Maine’s waiver is the first the government has granted on the premium expenditure rules. Insurers in the state selling policies to individuals will have to spend only 65 percent of premiums on patients, with the rest going toward profits and administrative costs. The exemption will last through 2013, U.S. regulators said in a letter to the state Tuesday.

The spending requirement “has a reasonable likelihood of destabilizing the Maine individual health insurance market,” wrote Steve Larsen, deputy administrator of the Center for Consumer Information and Insurance Oversight. The office is part of the Department of Health and Human Services, which is implementing the law signed by President Barack Obama in March 2010.

The law requires insurers in the individual market to spend 80 percent of premiums they take in on patient care. Large group insurers have to spend 85 percent of premiums on care. The health overhaul also created a process for states to get out of those requirements if they show the rules would destabilize their markets and possibly cause people to lose their coverage.

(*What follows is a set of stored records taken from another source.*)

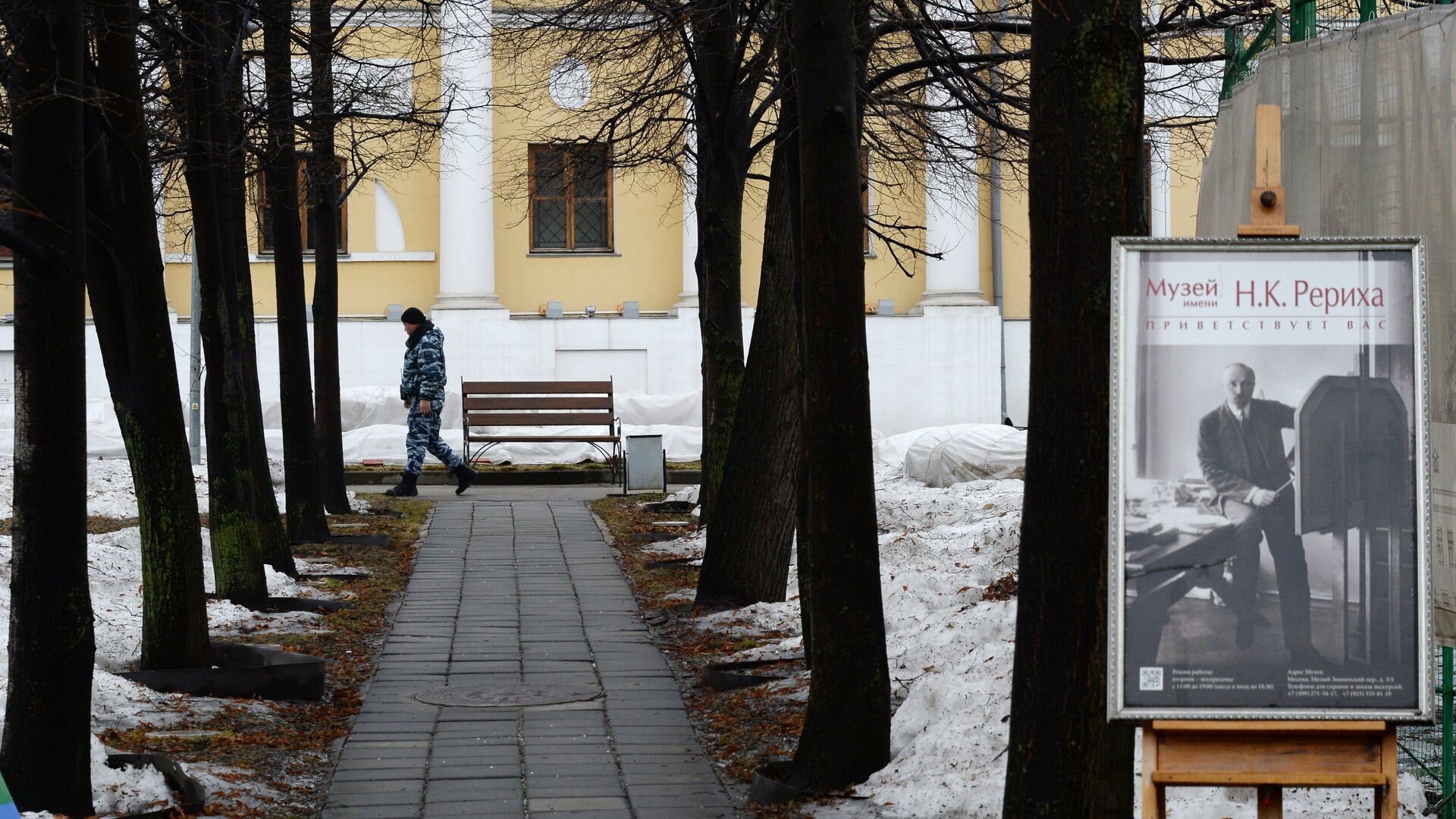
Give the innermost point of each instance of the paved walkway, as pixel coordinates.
(510, 594)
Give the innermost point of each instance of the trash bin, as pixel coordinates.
(647, 465)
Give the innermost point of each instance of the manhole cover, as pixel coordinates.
(509, 695)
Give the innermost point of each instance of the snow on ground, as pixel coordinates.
(951, 659)
(109, 491)
(115, 580)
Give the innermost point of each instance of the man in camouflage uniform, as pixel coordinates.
(422, 388)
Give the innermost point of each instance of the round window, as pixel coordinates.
(570, 83)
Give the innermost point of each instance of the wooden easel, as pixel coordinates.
(1269, 755)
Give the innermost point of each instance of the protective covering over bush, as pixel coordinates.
(941, 457)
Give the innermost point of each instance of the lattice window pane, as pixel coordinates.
(549, 223)
(592, 223)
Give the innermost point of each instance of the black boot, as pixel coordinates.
(405, 488)
(465, 475)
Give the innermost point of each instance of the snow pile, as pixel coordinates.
(109, 491)
(115, 580)
(951, 657)
(127, 789)
(373, 420)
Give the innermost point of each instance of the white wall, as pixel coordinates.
(1018, 371)
(940, 368)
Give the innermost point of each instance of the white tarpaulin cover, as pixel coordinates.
(941, 457)
(1369, 149)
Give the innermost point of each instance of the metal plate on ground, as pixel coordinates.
(509, 695)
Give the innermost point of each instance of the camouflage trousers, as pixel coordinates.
(424, 436)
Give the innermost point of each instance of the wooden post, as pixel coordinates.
(1267, 199)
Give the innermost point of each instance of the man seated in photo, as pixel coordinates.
(1241, 450)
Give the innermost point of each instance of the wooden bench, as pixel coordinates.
(541, 404)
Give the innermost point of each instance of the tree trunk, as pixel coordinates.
(1085, 175)
(752, 538)
(324, 191)
(210, 136)
(130, 309)
(46, 749)
(273, 537)
(724, 130)
(846, 726)
(305, 493)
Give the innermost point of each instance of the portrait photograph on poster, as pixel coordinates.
(1269, 488)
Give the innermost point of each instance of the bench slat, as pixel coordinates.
(541, 403)
(539, 419)
(535, 387)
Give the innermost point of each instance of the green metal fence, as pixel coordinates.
(1426, 751)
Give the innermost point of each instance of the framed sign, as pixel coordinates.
(1267, 532)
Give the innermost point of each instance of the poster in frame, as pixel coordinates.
(1269, 480)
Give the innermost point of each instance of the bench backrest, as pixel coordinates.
(538, 403)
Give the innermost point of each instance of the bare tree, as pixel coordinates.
(305, 490)
(202, 72)
(46, 749)
(1087, 180)
(389, 121)
(124, 279)
(752, 538)
(842, 547)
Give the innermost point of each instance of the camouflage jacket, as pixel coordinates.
(425, 368)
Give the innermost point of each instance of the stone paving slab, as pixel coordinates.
(522, 594)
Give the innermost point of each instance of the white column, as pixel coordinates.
(951, 229)
(689, 297)
(466, 156)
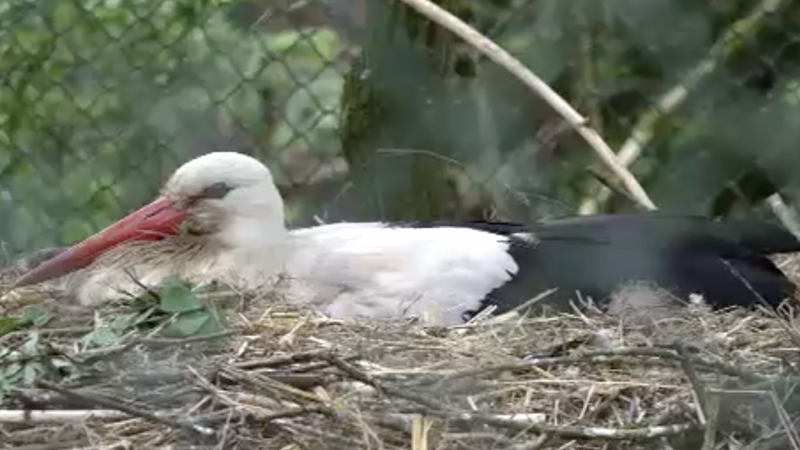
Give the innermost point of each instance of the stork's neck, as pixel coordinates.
(258, 249)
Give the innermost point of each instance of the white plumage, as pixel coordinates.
(347, 270)
(221, 218)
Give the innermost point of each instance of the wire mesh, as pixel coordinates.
(102, 99)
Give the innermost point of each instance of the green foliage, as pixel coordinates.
(23, 364)
(103, 98)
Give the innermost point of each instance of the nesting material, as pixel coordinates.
(286, 378)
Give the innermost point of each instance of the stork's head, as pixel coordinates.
(228, 198)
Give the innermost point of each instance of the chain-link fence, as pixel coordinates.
(362, 109)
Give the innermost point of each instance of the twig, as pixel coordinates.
(698, 389)
(732, 39)
(111, 404)
(504, 59)
(611, 355)
(441, 410)
(58, 415)
(711, 406)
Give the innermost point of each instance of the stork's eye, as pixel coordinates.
(215, 191)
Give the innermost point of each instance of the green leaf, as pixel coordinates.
(8, 324)
(190, 323)
(176, 296)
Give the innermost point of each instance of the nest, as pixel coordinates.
(290, 378)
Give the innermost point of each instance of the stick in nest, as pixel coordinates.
(112, 404)
(438, 409)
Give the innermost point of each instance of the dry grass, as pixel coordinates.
(286, 378)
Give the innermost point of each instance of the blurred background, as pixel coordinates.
(365, 110)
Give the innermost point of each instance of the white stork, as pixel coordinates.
(221, 218)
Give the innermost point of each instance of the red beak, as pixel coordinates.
(149, 223)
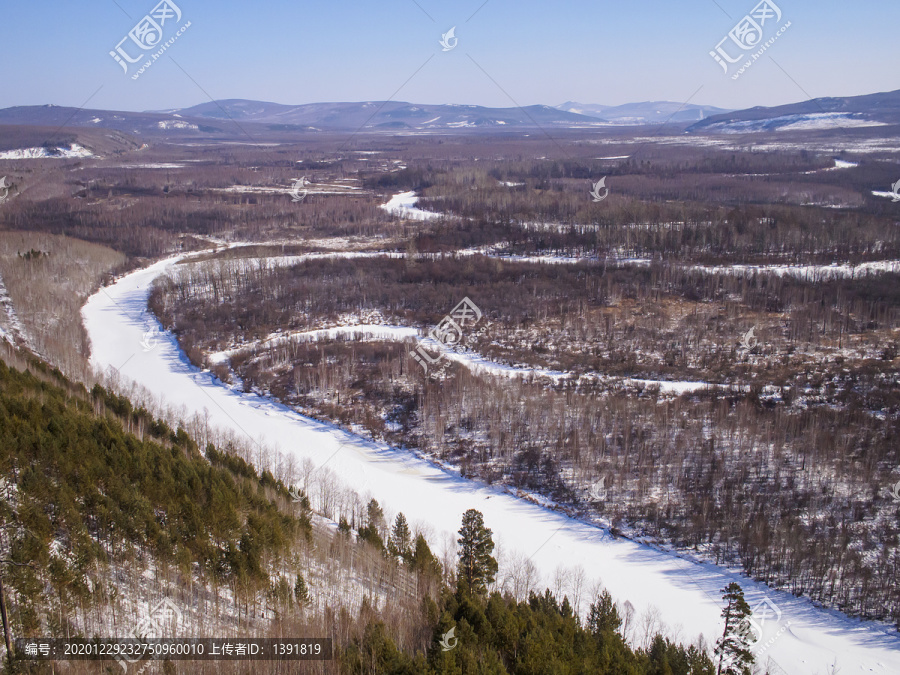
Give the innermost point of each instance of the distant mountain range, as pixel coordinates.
(228, 119)
(818, 113)
(651, 112)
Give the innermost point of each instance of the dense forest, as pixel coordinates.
(101, 497)
(778, 466)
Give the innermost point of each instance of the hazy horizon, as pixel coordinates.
(503, 54)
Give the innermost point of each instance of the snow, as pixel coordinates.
(160, 165)
(356, 332)
(895, 196)
(403, 205)
(15, 330)
(176, 124)
(798, 122)
(687, 594)
(807, 272)
(42, 153)
(841, 164)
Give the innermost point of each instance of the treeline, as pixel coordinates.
(785, 480)
(88, 505)
(648, 321)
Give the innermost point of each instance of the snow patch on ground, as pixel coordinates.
(807, 272)
(403, 205)
(75, 151)
(15, 331)
(176, 124)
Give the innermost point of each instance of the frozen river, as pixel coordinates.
(806, 640)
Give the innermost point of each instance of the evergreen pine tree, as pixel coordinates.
(301, 592)
(423, 560)
(733, 648)
(477, 567)
(399, 543)
(604, 615)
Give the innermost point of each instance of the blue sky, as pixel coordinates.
(533, 51)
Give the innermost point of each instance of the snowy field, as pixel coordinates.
(403, 205)
(687, 595)
(76, 151)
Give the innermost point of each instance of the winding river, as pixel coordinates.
(804, 639)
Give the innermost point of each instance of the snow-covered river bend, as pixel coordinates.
(807, 640)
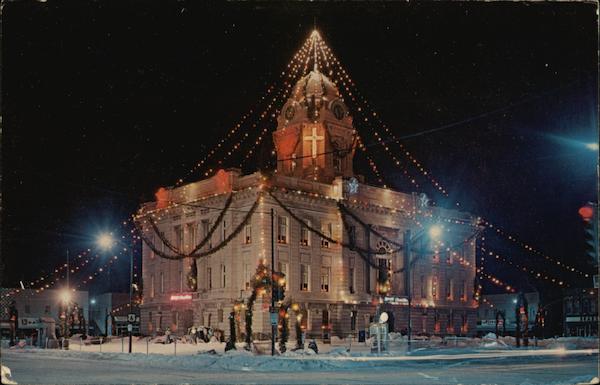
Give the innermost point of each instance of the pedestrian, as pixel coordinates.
(13, 316)
(168, 335)
(194, 336)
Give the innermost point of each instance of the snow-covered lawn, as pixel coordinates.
(467, 361)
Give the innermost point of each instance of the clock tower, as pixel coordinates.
(314, 137)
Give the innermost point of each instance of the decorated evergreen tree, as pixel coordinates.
(231, 341)
(260, 284)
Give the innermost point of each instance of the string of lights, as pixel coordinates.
(532, 272)
(532, 250)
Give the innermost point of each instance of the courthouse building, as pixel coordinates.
(338, 240)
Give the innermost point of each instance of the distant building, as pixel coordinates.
(335, 288)
(33, 305)
(501, 308)
(580, 310)
(108, 314)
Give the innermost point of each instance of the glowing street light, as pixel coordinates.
(65, 295)
(105, 241)
(435, 231)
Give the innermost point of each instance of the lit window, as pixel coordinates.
(248, 233)
(223, 276)
(152, 286)
(450, 290)
(282, 229)
(327, 230)
(325, 273)
(304, 277)
(305, 235)
(178, 230)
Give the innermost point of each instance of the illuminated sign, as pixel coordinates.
(181, 297)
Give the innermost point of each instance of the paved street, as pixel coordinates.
(40, 367)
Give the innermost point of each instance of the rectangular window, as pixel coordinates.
(304, 277)
(462, 292)
(152, 286)
(205, 230)
(352, 235)
(223, 230)
(178, 231)
(337, 163)
(248, 233)
(283, 268)
(353, 315)
(247, 276)
(223, 276)
(162, 244)
(191, 236)
(327, 229)
(450, 290)
(282, 229)
(305, 235)
(325, 273)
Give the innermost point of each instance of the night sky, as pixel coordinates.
(104, 102)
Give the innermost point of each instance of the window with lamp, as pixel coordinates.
(305, 234)
(282, 229)
(326, 229)
(325, 276)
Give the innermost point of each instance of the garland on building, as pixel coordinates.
(203, 241)
(352, 247)
(196, 255)
(260, 283)
(192, 276)
(347, 211)
(231, 341)
(284, 325)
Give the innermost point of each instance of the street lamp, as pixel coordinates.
(434, 232)
(106, 241)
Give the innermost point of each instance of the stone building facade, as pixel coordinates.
(337, 283)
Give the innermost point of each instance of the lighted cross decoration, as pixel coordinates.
(423, 200)
(314, 138)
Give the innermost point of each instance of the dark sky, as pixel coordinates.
(103, 102)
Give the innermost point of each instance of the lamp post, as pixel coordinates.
(433, 232)
(106, 241)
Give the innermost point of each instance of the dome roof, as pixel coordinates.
(314, 84)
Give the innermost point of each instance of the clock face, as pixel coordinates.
(338, 111)
(289, 112)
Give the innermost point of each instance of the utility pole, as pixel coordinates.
(68, 297)
(130, 326)
(272, 313)
(407, 284)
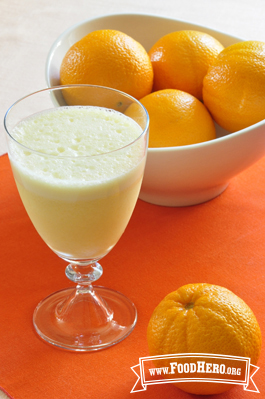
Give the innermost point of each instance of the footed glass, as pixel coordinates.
(78, 156)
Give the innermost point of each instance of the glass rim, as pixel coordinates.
(60, 87)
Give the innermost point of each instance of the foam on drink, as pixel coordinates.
(78, 177)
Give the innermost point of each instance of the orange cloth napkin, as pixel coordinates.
(220, 242)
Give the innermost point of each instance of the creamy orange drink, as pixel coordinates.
(78, 199)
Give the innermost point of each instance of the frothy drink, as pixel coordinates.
(78, 177)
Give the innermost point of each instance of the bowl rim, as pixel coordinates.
(187, 147)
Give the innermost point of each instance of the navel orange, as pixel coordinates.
(205, 319)
(181, 59)
(177, 118)
(109, 58)
(234, 86)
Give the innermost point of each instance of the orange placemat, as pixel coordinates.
(220, 242)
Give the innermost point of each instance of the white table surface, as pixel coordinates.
(28, 28)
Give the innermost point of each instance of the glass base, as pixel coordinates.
(85, 318)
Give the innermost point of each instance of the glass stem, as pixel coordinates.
(84, 305)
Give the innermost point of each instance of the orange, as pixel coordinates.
(109, 58)
(234, 86)
(177, 118)
(181, 59)
(205, 319)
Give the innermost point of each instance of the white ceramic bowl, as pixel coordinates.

Kentucky, Nevada, and New Hampshire also have applied for changes to the 80 percent rule. The federal government is reviewing those applications.

The U.S. previously has waived rules that would have created minimum annual coverage levels for some health plans.

Maine Insurance Commissioner Mila Kofman requested the exemption from the 80 percent rule after HealthMarkets Inc., based in North Richland Hills, Texas, threatened to stop selling individual policies in Maine. The company is 77 percent-owned by funds run by Blackstone Group LP and Goldman Sachs Group Inc. Its subsidiary, MegaLife and Health Insurance Co., controls about 37 percent of the Maine market for individual insurance coverage, according to Larsen’s letter.

The city of Los Angeles sued HealthMarkets and its MegaLife unit on Oct. 20 for allegedly selling “junk insurance” with obscure provisions that left customers “without coverage when they needed it most,” according to court documents.